Just got this note over the intertubes-maily doodad:
I meant to write this a while back so it's not as topical now, but I just wanted to offer you a very quick piece of advice. You have a beautiful (writing) voice and and interesting mind; don't get dragged in every time somebody writes you saying, "some hick say XYZ about black people, please respond." Your commentary on race issues is, of course, interesting and always well thought out. But some of the shit you respond to deserves neither your attention nor that of your readers. Just my two cents.
This is always such a tough one, and I highlight this note because it mirrors some things I've been turning over in my head. A solid half of my e-mail consists of links from my readers cataloging the dumb shit people say about black people--often by "serious" people. Do you respond? Or do you ignore?
First, the groundwork. I think that many people (I won't say most) who make money doing opinion journalism aren't very curious. Their interest isn't in expanding their view of the world, or refining their analysis. Their interested in scoring points, and the only relevant information is the kind that helps them score more points. It's understandable--nuance won't get you on Hannity, or turn you into Keith Olbermann for that matter. You get paid to score points, and rev up your side.
This is a temptation of the trade--and it's one I struggle with mightily. I try not to take TV and radio gigs if I don't know what I'm talking about. I try not to blog too much about areas where my understanding is thin.

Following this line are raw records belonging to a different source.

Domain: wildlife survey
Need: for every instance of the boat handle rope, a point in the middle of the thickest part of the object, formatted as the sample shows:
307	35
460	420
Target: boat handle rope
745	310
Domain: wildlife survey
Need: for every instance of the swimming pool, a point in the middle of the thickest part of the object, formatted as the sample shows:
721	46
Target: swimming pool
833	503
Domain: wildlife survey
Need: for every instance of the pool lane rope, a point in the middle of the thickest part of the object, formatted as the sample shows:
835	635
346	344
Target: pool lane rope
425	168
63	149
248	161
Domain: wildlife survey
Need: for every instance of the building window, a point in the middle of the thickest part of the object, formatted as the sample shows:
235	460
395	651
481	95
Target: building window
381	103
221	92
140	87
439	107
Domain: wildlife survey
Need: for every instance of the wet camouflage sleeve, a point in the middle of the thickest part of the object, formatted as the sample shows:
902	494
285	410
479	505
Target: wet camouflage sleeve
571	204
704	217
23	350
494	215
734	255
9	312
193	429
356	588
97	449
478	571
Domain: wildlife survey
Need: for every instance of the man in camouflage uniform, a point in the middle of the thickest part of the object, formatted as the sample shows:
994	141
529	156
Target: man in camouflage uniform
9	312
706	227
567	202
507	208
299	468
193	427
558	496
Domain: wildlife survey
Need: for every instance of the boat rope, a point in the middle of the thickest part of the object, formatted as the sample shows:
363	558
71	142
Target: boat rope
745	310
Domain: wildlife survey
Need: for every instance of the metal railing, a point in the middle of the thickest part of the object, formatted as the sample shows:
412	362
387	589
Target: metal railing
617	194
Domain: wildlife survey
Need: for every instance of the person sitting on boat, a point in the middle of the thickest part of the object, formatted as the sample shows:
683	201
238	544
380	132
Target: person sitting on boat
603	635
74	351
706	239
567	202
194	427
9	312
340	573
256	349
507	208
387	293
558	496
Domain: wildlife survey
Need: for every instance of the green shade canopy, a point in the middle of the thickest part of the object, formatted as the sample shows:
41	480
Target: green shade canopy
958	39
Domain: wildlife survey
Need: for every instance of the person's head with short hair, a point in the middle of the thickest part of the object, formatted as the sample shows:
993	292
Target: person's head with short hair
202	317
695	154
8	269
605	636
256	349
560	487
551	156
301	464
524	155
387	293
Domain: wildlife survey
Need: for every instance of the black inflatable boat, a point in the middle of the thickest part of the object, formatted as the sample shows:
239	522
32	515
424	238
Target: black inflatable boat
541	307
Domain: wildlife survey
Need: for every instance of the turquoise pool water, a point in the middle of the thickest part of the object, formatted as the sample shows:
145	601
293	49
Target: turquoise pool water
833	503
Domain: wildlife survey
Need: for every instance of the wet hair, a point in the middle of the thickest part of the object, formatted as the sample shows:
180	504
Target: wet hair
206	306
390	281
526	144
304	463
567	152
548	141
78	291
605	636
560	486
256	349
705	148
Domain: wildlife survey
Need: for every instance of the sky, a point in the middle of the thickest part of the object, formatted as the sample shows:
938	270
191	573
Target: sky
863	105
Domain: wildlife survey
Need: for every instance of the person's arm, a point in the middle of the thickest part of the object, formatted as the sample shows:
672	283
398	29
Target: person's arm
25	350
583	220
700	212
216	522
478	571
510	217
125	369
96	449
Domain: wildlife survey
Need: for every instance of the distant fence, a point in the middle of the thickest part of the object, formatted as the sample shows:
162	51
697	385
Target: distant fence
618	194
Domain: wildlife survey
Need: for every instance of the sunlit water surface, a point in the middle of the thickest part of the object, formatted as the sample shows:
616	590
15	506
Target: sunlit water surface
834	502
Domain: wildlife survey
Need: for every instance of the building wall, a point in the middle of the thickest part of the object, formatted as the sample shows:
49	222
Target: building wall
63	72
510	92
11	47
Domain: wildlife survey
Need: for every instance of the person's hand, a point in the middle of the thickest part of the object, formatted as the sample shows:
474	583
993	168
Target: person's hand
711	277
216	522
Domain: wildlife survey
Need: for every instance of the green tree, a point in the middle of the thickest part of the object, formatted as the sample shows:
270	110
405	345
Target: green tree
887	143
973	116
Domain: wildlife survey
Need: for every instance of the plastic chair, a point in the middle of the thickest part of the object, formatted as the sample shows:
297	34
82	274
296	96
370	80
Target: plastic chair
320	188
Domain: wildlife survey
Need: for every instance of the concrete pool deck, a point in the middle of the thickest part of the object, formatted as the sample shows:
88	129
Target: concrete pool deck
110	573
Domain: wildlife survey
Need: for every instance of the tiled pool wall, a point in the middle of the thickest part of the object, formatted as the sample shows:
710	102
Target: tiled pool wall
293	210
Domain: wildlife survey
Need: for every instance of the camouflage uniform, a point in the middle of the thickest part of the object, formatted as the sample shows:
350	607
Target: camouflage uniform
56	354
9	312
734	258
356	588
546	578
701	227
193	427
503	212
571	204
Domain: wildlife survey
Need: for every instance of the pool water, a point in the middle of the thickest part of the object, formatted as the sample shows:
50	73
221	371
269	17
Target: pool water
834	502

But I get caught out there sometimes. And I'm sure some missive I've authored, at some point, has been sent to some other blogger as an example of liberal "dumb shit."
Second, the perils of race-related opinion-journalism--particularly the sort that features no original reporting--are compounded by the demographics of this country. Black people are the most segregated minority in America. The people who interpret black people for the world are, in the main, white, and thus not likely to have spent much time in the company of their charges.

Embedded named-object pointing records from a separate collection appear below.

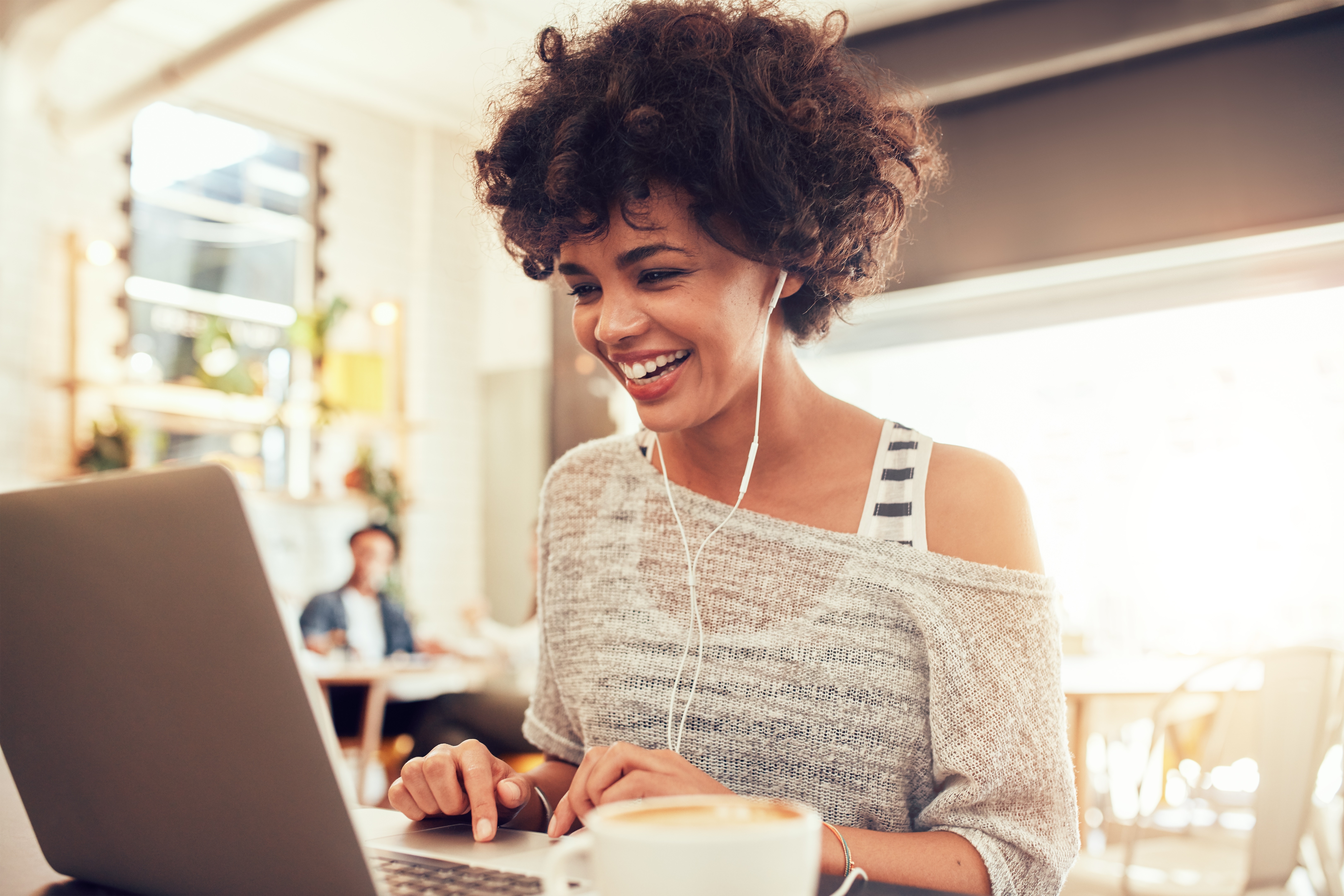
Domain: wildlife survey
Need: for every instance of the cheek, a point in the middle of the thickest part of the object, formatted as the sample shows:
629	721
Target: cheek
585	326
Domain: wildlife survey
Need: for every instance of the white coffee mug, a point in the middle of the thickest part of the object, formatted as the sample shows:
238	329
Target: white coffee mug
705	846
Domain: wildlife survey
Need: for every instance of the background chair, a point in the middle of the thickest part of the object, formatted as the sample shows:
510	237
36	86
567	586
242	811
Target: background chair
1226	799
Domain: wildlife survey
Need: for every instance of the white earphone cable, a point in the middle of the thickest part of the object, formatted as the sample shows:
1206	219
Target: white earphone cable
695	625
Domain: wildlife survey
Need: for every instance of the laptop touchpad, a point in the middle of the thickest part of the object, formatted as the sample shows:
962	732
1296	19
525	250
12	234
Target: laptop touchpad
517	851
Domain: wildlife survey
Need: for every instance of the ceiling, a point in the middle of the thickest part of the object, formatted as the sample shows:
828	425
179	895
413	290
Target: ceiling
424	61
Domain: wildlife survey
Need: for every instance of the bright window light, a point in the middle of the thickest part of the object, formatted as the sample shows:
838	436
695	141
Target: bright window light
1182	465
385	314
171	144
101	253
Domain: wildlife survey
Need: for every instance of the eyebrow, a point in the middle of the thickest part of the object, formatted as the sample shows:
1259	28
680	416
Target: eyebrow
624	260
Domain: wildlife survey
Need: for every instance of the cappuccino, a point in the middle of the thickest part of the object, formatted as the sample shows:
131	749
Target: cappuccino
736	815
709	846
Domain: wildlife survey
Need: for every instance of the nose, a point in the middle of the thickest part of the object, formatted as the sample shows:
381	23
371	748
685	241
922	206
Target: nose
622	318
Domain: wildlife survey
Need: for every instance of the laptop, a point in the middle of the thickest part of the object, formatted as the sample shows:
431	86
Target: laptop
156	722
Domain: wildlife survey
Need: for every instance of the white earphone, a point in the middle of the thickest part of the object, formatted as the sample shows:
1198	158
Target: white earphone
695	625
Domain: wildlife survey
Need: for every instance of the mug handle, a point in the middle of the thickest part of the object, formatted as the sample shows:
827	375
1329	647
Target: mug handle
554	880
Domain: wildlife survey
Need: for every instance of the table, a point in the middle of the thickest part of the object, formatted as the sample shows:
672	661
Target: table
1129	688
400	682
25	872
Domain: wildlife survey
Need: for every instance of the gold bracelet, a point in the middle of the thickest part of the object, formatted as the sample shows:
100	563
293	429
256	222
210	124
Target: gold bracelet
843	846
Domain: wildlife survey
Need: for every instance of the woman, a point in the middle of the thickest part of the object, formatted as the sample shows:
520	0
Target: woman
870	631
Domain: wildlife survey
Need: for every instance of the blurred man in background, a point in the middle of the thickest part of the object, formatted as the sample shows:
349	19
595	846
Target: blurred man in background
359	617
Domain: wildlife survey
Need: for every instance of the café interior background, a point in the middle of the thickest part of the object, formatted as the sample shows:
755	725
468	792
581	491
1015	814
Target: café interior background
244	232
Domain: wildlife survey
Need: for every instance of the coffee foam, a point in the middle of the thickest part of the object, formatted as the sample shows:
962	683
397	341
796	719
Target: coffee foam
710	816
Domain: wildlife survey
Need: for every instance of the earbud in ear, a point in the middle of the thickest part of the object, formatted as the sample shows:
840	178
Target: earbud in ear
779	288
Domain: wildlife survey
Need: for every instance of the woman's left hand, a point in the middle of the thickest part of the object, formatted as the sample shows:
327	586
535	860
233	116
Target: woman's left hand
625	772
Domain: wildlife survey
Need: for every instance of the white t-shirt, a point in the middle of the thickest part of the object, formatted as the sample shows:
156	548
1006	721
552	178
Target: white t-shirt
365	627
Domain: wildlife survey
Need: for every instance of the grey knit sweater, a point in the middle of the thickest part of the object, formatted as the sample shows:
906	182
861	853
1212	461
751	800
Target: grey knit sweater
890	688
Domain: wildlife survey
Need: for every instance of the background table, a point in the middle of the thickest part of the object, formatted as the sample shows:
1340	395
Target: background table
398	682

More than that, even if you're black, the nature of race in America is so complicated and so twisting, that being black isn't really enough. Writing about race requires walking and chewing gum, and yet often it's left in the hands of people who aren't particularly interested in either--be they black or white.
And then there's one final problem--people aren't convinced that black people are human. That's a pretty blanket accusation, but I think it bears out pretty well. I think it explains why the pathologies of poverty are so easily transformed into pathologies of blackness. I think it's why people actually believed that a handsome, Ivy-educated lawyer from the South Side of Chicago, whose married to a black woman, wouldn't be "black enough" for African-Americans. I think it's why people think Bill Cosby is saying something that's never heard in black communities. I think it explains why George Will believes that a guy who wrote a book subtitled "Why We Are Excited By Obama And Why He Can't Win," is nonetheless "America's foremost black intellectual."

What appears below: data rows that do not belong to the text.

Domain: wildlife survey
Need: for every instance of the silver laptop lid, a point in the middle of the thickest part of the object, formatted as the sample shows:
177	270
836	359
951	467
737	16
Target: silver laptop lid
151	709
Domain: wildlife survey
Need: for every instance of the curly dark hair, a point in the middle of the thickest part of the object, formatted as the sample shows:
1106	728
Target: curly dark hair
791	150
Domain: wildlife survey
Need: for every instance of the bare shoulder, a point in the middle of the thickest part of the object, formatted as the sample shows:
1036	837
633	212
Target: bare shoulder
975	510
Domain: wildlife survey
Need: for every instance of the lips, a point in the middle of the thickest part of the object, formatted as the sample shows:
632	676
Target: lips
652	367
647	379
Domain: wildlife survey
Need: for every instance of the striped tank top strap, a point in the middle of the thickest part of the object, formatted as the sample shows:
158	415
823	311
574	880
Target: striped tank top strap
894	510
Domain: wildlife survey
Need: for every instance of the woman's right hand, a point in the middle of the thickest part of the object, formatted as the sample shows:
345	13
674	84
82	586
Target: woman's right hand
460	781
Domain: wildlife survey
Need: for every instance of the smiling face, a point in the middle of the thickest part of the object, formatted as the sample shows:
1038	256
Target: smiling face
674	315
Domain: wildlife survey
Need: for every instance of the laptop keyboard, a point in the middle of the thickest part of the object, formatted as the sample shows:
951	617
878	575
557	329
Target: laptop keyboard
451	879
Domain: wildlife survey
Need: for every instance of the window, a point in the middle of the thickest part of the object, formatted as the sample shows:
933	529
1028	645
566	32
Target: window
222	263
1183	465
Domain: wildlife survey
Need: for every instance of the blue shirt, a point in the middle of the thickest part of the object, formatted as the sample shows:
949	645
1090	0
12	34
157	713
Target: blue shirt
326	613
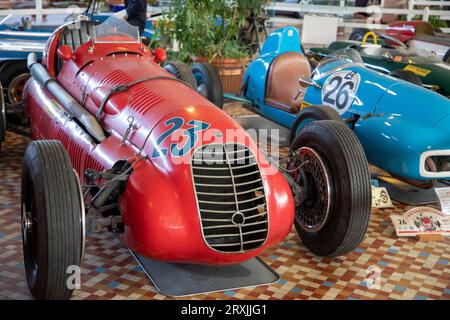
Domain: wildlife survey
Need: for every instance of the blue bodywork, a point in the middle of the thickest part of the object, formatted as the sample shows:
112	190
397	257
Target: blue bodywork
398	124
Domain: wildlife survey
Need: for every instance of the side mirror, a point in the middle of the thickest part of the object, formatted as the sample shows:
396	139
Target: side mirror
65	52
308	82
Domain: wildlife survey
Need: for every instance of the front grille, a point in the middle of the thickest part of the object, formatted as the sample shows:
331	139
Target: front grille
230	197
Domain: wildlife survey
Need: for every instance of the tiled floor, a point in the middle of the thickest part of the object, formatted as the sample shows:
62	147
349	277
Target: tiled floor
383	267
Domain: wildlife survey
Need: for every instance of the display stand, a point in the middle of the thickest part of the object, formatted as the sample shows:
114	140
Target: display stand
178	280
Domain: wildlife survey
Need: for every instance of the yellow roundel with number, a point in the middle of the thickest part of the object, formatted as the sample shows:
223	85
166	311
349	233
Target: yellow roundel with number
421	72
339	90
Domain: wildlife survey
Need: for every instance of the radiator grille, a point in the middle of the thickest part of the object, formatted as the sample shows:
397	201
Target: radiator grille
230	197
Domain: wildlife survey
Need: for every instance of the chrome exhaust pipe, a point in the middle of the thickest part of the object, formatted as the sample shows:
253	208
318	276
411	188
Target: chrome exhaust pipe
41	75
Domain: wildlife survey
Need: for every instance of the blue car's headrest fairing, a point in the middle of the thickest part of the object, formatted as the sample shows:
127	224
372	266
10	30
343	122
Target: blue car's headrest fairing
282	40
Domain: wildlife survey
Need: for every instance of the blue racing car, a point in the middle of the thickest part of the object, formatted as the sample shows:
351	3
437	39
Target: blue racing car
403	128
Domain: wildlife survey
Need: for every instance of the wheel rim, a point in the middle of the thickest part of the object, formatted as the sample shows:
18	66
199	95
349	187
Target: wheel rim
15	88
312	214
30	238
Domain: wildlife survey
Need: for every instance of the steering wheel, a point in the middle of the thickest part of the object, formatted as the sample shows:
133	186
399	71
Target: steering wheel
367	35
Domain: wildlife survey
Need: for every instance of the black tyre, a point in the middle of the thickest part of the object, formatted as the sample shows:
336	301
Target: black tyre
2	119
181	71
407	76
208	82
310	114
358	34
52	219
447	56
333	216
13	76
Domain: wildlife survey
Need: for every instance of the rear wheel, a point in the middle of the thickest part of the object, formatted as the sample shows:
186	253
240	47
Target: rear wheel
182	72
52	219
208	82
407	76
310	114
333	211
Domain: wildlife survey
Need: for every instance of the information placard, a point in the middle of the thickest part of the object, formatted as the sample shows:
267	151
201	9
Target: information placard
421	220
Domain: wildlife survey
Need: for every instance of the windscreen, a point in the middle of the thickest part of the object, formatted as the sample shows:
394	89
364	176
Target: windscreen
338	59
116	30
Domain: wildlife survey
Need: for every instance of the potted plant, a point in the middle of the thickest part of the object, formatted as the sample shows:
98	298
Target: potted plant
210	31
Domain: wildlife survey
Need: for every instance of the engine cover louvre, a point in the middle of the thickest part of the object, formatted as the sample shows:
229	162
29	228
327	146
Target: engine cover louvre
230	197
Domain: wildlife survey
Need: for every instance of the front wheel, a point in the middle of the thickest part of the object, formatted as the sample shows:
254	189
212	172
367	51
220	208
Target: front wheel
208	82
52	220
310	114
2	119
333	210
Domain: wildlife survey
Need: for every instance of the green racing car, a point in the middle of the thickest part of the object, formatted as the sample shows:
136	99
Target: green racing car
414	65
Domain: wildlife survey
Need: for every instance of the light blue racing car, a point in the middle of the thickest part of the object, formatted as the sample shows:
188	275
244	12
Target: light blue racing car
404	129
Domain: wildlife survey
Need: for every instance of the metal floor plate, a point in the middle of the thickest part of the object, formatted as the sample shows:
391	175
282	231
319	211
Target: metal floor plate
178	280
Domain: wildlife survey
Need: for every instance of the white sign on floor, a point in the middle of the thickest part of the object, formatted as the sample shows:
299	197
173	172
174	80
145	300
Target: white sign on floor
421	220
444	198
381	198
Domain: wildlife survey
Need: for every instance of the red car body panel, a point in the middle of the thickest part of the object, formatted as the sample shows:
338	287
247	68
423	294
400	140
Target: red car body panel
159	205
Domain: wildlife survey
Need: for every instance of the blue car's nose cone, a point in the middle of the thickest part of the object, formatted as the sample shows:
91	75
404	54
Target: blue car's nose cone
415	104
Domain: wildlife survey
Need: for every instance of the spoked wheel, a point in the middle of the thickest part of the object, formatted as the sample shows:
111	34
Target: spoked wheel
208	82
181	71
334	202
2	118
52	220
310	114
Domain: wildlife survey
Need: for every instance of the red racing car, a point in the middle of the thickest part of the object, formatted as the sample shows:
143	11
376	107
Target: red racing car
122	144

In these sorts of intellectual debates, black people aren't people, as much as they are symbol of American sin. We are not discussing a group of loosely connected human beings who drink, eat, shit, piss, fuck, kill, fight, laugh and love. We're discussing a thing--a club to inveigh against liberalism gone amock, a sword to inveigh against the backwardness of conservatives, a cudgel to beat on poor people everywhere.
My job is to report and write. But so much of what informs my view of race is shaped by the in between. I enjoy debating race, just like anyone else. But if you want to know about Negroes, don't read this blog. Come to 128th and Second on any given Saturday in the Fall. That's where my son plays little league football, and where you can find blackness laid out in all its requisite splendor. It's all out there--the single mothers, the Puerto-Ricans, the Jamaicans, the kids on scholarship at Dalton, the Muslim fathers fasting for Ramadan, the boys one step from the corner. One big mass of conflicted and contradictory humanity.
Our problem is this--we have pundits who are geniuses at interpreting numbers, but rank failures at interpreting people. This is how someone looks at you with a straight face and argues that black men will use gay marriage to escape the altar. It's a notion cultivated by a pundit who's stared at the numbers for so long that they've started confusing them with people.
Man listen: Bring me all the stats you can muster. Bring me your illegitimacy rates, your marriage rates, your crime stats. Bring me your achievement gaps, your IQ chasms, your precisely weighted data. I'll read it all with you and weep. But if you're scared to be amongst the community you deign to interpret, I have only a pound and prayer to offer you. This isn't exclusive to black people. This goes for "intellectuals" who analyze Iraq from the comforts of Washington think tanks, yet wouldn't recognize a word of Arabic and haven't spent more than a few days in the Middle-East.
The fear of people is real, and while it's a barrier to saying anything original, it's not a barrier to having a career explaining them. Thus, the dumb shit flourishes. So what do we do with the resulting flood of stupid? Do we let it stand? Do we ruthlessly attack every single instance of intellectual charlatanism? Or do we just move on to the new Star Trek movie and Brett Favre?